El cuerpo de bomberos de la Comunidad de Madrid ha comenzado el año con su unidad médica cerrada. Por primera vez desde la creación de la unidad, esta se ha visto obligada a cerrar por la falta de facultativos. “Una incidencia laboral, unida a un permiso vacacional, ha sido suficiente para provocar su cierre hasta el próximo 12 de enero”, alerta el Sindicato de Bomberos federado en CSIT y mayoritario en la comunidad. Desde CC OO y UGT denuncian que la unidad médica “lleva años en deterioro” y afirman que se trata de una estrategia para “debilitar el servicio público y privatizar”. Fuentes de la Consejería de Medio Ambiente, Agricultura e Interior ―de la cual depende el cuerpo de bomberos de la comunidad― niegan dicho interés y matizan que el servicio “está operativo y activo para hacer los reconocimientos médicos” de los profesionales.

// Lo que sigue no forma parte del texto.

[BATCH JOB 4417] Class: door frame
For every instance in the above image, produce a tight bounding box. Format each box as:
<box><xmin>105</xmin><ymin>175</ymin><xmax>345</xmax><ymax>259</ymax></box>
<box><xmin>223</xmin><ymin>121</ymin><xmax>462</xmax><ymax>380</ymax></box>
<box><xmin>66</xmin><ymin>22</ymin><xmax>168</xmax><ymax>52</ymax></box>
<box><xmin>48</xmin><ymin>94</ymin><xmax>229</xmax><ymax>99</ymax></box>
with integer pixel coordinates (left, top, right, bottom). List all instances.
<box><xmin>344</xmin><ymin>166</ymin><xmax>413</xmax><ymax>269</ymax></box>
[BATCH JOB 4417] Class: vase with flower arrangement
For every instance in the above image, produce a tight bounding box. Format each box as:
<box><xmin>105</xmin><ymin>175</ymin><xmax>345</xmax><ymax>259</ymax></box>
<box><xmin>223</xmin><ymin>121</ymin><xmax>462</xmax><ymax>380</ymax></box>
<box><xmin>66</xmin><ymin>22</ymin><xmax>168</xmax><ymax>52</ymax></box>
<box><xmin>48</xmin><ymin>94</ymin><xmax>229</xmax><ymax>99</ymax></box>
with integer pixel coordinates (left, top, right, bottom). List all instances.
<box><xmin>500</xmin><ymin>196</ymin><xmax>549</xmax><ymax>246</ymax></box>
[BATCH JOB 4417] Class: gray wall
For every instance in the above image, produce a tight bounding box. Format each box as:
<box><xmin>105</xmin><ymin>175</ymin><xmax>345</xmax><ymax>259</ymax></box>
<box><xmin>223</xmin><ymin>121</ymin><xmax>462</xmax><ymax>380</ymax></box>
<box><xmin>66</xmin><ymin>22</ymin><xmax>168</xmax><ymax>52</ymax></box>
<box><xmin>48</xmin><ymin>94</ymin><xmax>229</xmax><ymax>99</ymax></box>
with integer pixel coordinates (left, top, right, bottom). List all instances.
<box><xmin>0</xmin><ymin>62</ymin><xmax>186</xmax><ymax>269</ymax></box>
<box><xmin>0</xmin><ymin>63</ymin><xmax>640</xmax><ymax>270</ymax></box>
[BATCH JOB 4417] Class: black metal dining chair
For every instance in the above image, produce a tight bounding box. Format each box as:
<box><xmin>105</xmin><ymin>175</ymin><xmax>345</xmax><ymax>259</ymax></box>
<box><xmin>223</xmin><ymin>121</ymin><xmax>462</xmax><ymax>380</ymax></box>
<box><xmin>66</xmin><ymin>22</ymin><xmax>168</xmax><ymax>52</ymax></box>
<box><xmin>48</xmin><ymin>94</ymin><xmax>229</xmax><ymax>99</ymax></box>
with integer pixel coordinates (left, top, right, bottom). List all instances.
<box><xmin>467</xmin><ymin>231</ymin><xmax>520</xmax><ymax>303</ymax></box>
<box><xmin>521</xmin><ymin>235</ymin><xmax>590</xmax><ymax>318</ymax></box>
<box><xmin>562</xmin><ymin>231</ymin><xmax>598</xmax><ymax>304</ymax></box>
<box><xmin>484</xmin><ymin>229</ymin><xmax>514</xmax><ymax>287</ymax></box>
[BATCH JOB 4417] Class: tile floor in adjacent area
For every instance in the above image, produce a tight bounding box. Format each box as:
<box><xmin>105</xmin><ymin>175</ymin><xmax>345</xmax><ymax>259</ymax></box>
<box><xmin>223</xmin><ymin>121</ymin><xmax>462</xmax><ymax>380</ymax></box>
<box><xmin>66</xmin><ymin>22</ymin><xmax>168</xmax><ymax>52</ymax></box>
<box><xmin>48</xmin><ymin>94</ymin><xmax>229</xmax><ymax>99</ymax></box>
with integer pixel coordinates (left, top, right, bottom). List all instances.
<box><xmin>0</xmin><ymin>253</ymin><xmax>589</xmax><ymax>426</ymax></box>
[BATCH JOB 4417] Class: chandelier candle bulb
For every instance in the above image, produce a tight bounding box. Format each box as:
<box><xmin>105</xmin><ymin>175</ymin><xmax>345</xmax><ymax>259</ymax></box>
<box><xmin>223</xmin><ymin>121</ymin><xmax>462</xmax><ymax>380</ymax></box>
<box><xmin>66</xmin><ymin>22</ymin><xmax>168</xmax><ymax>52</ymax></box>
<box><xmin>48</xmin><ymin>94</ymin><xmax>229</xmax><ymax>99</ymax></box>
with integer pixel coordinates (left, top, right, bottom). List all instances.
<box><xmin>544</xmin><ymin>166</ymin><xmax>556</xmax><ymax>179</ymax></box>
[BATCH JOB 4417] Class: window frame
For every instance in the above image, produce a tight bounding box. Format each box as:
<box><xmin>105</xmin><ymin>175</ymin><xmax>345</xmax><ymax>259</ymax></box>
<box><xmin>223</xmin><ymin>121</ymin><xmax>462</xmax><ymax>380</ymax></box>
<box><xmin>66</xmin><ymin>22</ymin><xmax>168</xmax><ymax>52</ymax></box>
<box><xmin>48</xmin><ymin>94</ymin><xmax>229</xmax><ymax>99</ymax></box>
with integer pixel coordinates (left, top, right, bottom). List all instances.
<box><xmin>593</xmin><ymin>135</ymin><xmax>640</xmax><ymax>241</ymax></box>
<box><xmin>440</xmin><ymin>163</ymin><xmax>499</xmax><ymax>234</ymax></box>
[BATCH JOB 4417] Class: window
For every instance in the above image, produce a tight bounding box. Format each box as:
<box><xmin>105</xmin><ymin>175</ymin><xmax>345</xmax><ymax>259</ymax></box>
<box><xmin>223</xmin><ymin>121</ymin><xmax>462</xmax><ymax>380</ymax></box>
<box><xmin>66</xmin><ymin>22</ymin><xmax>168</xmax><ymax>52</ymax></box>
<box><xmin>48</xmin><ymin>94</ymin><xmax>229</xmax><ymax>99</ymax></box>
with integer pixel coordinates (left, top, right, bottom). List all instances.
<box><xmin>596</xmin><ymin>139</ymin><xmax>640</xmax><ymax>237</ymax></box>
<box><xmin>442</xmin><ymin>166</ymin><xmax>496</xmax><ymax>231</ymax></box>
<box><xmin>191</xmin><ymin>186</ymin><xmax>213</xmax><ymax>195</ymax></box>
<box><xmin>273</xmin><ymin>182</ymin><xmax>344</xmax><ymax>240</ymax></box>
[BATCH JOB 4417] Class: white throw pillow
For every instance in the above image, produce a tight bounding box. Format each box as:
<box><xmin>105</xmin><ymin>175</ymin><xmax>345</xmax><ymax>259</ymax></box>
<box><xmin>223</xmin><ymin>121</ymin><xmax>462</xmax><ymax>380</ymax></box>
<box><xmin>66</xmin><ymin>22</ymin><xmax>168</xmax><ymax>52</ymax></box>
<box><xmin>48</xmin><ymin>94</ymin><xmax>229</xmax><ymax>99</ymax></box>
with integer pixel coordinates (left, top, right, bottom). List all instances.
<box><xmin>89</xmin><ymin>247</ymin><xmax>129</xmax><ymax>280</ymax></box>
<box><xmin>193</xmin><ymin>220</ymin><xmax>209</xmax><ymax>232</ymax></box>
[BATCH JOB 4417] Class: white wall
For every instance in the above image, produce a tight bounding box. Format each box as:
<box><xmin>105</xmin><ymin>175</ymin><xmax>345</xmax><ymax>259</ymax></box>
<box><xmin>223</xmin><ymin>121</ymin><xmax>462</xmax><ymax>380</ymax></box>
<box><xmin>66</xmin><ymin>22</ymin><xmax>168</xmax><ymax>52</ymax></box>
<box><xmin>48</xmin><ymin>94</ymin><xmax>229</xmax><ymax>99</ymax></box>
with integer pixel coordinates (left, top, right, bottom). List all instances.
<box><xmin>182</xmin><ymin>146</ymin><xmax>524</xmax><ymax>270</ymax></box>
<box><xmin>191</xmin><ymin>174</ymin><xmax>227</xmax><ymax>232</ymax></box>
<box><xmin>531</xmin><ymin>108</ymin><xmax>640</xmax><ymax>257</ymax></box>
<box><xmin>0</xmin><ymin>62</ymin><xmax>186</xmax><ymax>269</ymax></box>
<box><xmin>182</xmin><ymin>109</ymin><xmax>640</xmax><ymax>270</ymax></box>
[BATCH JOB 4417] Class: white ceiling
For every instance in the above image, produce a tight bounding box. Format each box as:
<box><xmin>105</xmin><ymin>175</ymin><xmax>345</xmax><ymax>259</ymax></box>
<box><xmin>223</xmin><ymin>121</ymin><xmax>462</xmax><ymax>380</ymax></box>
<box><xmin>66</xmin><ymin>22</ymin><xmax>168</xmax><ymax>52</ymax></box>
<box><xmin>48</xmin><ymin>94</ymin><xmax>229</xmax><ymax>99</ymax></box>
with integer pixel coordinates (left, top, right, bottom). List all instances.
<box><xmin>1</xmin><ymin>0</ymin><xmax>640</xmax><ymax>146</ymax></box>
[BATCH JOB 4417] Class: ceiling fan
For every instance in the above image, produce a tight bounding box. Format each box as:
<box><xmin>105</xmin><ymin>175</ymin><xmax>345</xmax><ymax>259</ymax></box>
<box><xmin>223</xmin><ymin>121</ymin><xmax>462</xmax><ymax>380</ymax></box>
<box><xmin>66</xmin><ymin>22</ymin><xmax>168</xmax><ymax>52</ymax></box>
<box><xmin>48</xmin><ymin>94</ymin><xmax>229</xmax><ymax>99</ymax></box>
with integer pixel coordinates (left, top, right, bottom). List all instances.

Los bomberos describen el papel de la unidad médica como esencial para la plantilla. Entre sus funciones se encuentra vigilar la salud de los profesionales, la adaptación de puestos, las alertas médicas, la valoración de enfermedades familiares, la gestión de material sanitario de parques y vehículos, el control de vacunaciones y el apoyo en procesos selectivos. Israel Naveso, portavoz del Sindicato de Bomberos federado en CSIT afirma que el cierre de la unidad médica se ha derivado “por una dejación de funciones evidente de la Dirección General de Emergencias”. También denuncia que el gobierno regional tiene la intención de privatizar ese servicio: “Ellos prefieren una empresa privada como puede ser Fremap, que es la que está dando el servicio a todos los funcionarios de la Comunidad de Madrid en caso de bajas laborales”.